Station Eleven
Emily St John Mandel

Station Eleven is a pandemic story about a virus named the Georgia Flu that wipes our 99% of the earth’s population. The 333 pages are split into 55 short chapters and 9 parts that switch characters and time periods at a bewildering but engaging pace. It’s not a tale of humankind’s collapse into something more brutal and sparse (although there are hints of this), but more a collection of uplifting survivor stories. The narrative centres on a few interconnected characters that are related to an ageing actor, Arthur Leander who dies on stage within the first few pages.
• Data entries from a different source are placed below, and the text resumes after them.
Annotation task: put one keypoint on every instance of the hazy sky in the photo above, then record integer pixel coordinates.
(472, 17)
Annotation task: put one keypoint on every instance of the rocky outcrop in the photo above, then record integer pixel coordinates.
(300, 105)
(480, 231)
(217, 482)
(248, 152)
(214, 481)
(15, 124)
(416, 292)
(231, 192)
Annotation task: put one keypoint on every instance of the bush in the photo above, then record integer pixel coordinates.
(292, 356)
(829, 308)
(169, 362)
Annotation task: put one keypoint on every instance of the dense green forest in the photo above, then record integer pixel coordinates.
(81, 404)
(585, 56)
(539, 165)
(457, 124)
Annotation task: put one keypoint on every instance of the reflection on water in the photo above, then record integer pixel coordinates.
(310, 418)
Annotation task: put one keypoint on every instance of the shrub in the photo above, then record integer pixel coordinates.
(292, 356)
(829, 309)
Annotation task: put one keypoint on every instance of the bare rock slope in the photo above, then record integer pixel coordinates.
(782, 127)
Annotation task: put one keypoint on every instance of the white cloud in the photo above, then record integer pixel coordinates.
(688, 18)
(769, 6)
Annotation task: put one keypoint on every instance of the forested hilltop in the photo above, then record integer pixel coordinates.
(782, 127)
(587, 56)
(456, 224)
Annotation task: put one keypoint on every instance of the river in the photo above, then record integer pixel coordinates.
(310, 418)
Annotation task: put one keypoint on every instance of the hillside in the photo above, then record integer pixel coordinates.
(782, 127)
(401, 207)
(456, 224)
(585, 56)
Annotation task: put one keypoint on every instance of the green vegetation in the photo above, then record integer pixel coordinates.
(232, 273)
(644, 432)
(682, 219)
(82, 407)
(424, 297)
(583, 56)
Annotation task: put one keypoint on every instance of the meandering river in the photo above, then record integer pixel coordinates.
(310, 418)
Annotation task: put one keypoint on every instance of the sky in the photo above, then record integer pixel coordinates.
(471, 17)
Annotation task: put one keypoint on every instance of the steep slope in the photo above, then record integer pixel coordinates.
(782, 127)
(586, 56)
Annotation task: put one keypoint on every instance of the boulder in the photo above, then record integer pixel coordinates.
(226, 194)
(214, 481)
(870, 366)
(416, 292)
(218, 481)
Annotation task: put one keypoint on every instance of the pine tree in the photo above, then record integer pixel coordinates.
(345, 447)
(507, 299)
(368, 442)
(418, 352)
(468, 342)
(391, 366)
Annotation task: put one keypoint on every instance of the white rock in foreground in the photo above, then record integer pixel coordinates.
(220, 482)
This is the night the pandemic hits Toronto and the following eight parts explore each of these characters pre and post the Pandemic.
There is Kirsten who is eight years old at the beginning, and on stage with Arthur when he dies, Jeevan, who is in the audience and witnesses his death, Miranda and Elizabeth, his ex-wives, his son, Tyler, and Clark his oldest and closest friend. The story circles through these characters, telling their intertwined back stories and what happened to them after the Pandemic.
The post Pandemic part of the story focuses on Kirsten to begin with. It’s twenty years later and the Pandemic has done its worst and a civilisation of sorts is starting to emerge. She tours the new settlements with a theatre troop performing Shakespeare. Why create a theatre troop after the world has fallen apart? As the lead caravan states in white lettering “The Travelling Symphony: because survival is insufficient”.
The arts are of course a key characteristic of a civilised society and a nod to the improving state of the world. The troop have been on the road since year five touring an area in North East America around Lake Michigan. As part of their travels they run into a doomsday cult and a large part of the plot is them escaping the consequences’s of that encounter.
There isn’t the death and violence you usually see in apocalypse stories, it’s hinted at and talked about, but the story is more an ode to what was lost, the before and after, but it’s ultimately hopeful about what humanity will recreate and build again. For some people, like Clark, who becomes a curator of historical artefacts at an airport settlement, and Jeevan, who creates a new peaceful life with a women he meets, the pandemic feels like the best thing that happened to them. Clark states he is happy now, content, whereas previously he was “sleepwalking” through life. It’s disconcerting that something so horrific can be the new start they needed.
You can read an interview about this book with Emily St John Mandel on Tor
This is a worthy addition to the pantheon of pandemic disaster stories.